Alguns argumentam que a indústria do cinema é uma indústria como outra qualquer nos EUA, e que os donos dos estúdios determinam os filmes que vão ser produzidos e o quanto se investirá neles, com base nas perspectivas de lucro. Os donos dos estúdios ainda são predominantemente homens.(TREMILLS, 2005: p. 45).

Segundo Tremills, eles ainda acreditam nas diferenças entre filmes masculinos e femininos. Ação e terror vendem para homens. Comédia romântica e drama vendem para mulheres. Segundo esses rótulos, diretores fazem mais dinheiro. Filmes de mulheres são mais difíceis de vender, especialmente com protagonista feminino.

Se as “histórias de homens” são as que têm perspectivas de fazer dinheiro, o estereótipo se estende para as pessoas que são contratadas para escrever, dirigir, fotografar e editar o filme, segundo Howard Rodman. Mulheres seriam mais apropriadas para fazerem filmes femininos; filmes femininos não fazem dinheiro; consequentemente, as mulheres têm baixa presença entre roteiristas e diretores.

Na tabela 1 podemos observar a participação das mulheres em funções chave nos 250 filmes de maior bilheteria no mercado interno norte-americano entre 1998 e 2006.

 

Tabela 1

Mulheres em funções chave nos 250 filmes de maior bilheteria, por função – EUA

Ano

1998

2000

2006

Diretoras

9%

11%

7%

Roteiristas

13%

14%

10%

Produtoras executivas

18%

16%

16%

Produtoras

24%

24%

20%

Editoras

20%

19%

21%

Fotógrafas

4%

2%

2%

Fonte: LAUZEN, 2010.

 

Um termômetro muito usado no cinema mundial para avaliar a atuação de estrelas ou diretores é a premiação da indústria americana, o Oscar. Somente em 2010  uma mulher, Kathryn Bigelow, recebeu este prêmio criado pela Academia 82 anos antes. Até então somente três diretoras haviam sido indicadas para a categoria Melhor Direção. Na categoria Melhor Roteiro, 94% dos prêmios ficaram com os homens ao longo desse quase um século de premiação.

            Já no Festival de Cannes – um dos mais importantes da Europa –, em 2010, nenhum filme dirigido por mulheres concorreu na principal competição de longas metragens. Muitos foram os protestos dos festivais de mulheres na Europa. Em 2011, quatro diretoras disputaram os principais prêmios, marcando a 64ª edição do festival como a edição que reuniu o maior número de mulheres na disputa pela Palma de Ouro, e uma delas foi premiada: a francesa Maïwenn Le Besco ganhou o Grande Prêmio do Júri.

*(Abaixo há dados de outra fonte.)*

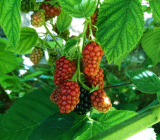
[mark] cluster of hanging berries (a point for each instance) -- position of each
(68, 95)
(46, 12)
(92, 56)
(36, 55)
(94, 22)
(26, 6)
(50, 11)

Em 2012, foi a vez do Festival de Roterdã se curvar ao talento feminino: todos os principais prêmios foram para três filmes de diretoras estreantes: a chilena Dominga Sotomayor, a chinesa Huang Ji e a sérvia Maja Milos. No entanto, em Cannes, novamente, nenhuma mulher concorreu na principal competição.

 

 

Presença feminina no Cinema Brasileiro

 

No Brasil, até os anos 1930, temos apenas uma mulher na direção, considerada a primeira diretora a aparecer no cenário do cinema brasileiro, no final da fase do cinema mudo: Cléo de Verberena. Nos anos 1940, apenas duas novas diretoras estreiam na direção de longas-metragens: Carmem Santos e Gilda de Abreu (MIRANDA, 1990).

Nos anos 1950, algumas mulheres passaram a exercer funções técnicas, como continuidade e montagem. Na direção cinematográfica, duas novas debutantes: Carla Civelli e Maria Basaglia.

O prestígio alcançado pela atividade cinematográfica nas décadas de 1960 e 1970 – decorrente especialmente do movimento Cinema Novo –, aliado a uma série de ações governamentais, a criação de cineclubes, revistas especializadas, festivais e cursos de cinema (UFF, UnB e USP), contribuíram para a ampliação da presença feminina nos sets de filmagem (PESSOA, 1989).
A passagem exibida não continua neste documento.